THOUARCÉ (49) - UNE BROCHURE CONTRE PIERRE-LOUIS-ÉTIENNE COURONNÉ, L'INTRUS DE THOUARCÉ (1791)

 

Thouarcé église z

PIERRE GODARD, curé de Thouarcé, refusa le serment à la constitution civile du clergé. En conséquence, le 22 mai 1791, les électeurs du district de Vihiers nommèrent à sa place PIERRE-LOUIS-ÉTIENNE COURONNÉ, gardien des Cordeliers de Saumur, qui prit possession immédiatement.

Au mois de juin 1791, on répandit dans la paroisse une petite plaquette, sans lieu ni date ni nom d'auteur, intitulée :

"Catéchisme sur le schisme à l'usage de M. l'abbé de Périgord, adressé et appliqué au R.P. Couronné, religieux cordelier, défroqué et intrus, à Thouarcé, par la grâce de la Constitution."

Voici le texte de cette brochure, qui pourrait bien être l'oeuvre de M. Chatizel, curé insermenté de Soulaines, ancien membre de l'Assemblée Constituante :

Les apologistes de la religion ont remarqué, comme un miracle de la Providence, que les plus mortels ennemis de la religion chrétienne, les Juifs, soient les plus fidèles dépositaires des oracles qui en prouvent la divinité et viennent offrir eux-mêmes les preuves qui les condamnent. Je ferai la même observation sur le respect hypocrite qu'affectent pour le Saint-Siège ceux mêmes qui se révoltent contre ses décisions. C'est une preuve bien irréfragable de l'autorité du Pape que ceux mêmes qui, par leurs nouvelles doctrines, se séparent de la chaire de Saint-Pierre ou qui sont retranchés du corps de l'Église par les anathèmes de son chef, soient forcés de rendre hommage au grand principe de la nécessité de la communion avec le pape, en protestant qu'ils ne veulent pas rompre l'unité. Telle a été de tout temps la conduite des hérétiques et schismatiques, depuis Arius jusqu'au Révérend Père Couronné. Tous ont protesté, comme lui, qu'ils étaient inviolablement attachés à l'Église de Rome, qu'ils ne s'en sépareraient jamais ; qu'en vain elle les retrancherait de son sein, qu'ils s'en rapprocheraient toujours, du moins par leurs voeux ; et ce n'est que longtemps après qu'ils ont vu toute union impossible, qu'ils ont déclaré qu'elle était inutile, et qu'ils ont commencé à paraître mépriser ce qu'ils ont affecté de respecter. Telle fut la conduite d'Arius, de Pélage, Donat, Luther, Calvin, etc. Le Révérend Père n'est que le singe de leur hypocrisie, comme de leur révolte contre le Saint-Siège.

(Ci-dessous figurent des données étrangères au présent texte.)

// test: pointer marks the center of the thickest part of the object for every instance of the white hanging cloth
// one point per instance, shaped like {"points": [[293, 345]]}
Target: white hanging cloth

C'est une chose curieuse que d'entendre le Père Couronné soutenir sérieusement qu'il ne sera pas schismatique parce qu'il voudrait bien ne pas l'être, et qu'il restera toujours dans la communion du pape. Quoi ! quand le pape l'aura solennellement interdit, anathématisé, frappé des foudres de l'excommunication, solennellement dénoncé à l'Église universelle comme un membre gangrené, retranché du corps des fidèles, il sera encore dans sa communion ! La communion ne suppose-t-elle donc pas une union réciproque ? Suffit-il que vous affectiez de reconnaître le pape ? Ne faut-il pas aussi qu'il vous reconnaisse ? Le schisme n'est qu'une décision ; or, la division existe, dès qu'une des parties se sépare de l'autre. Peut-être direz-vous que c'est le pape qui est schismatique, puisque c'est lui qui vous sépare. En ce cas, il vous reste à le déclarer excommunié, ce qui serait fort curieux. Je vous préviens cependant qu'il vous faudra, sous le même anathème, envelopper toute l'Église unie de communion avec lui, et soutenir que la véritable Église a disparu de la surface de la terre et qu'elle ne se trouve plus que dans la secte des pasteurs constitutionnels de France. Peut-être n'oserez-vous pas faire cette démarche hardie, qui serait trop risible.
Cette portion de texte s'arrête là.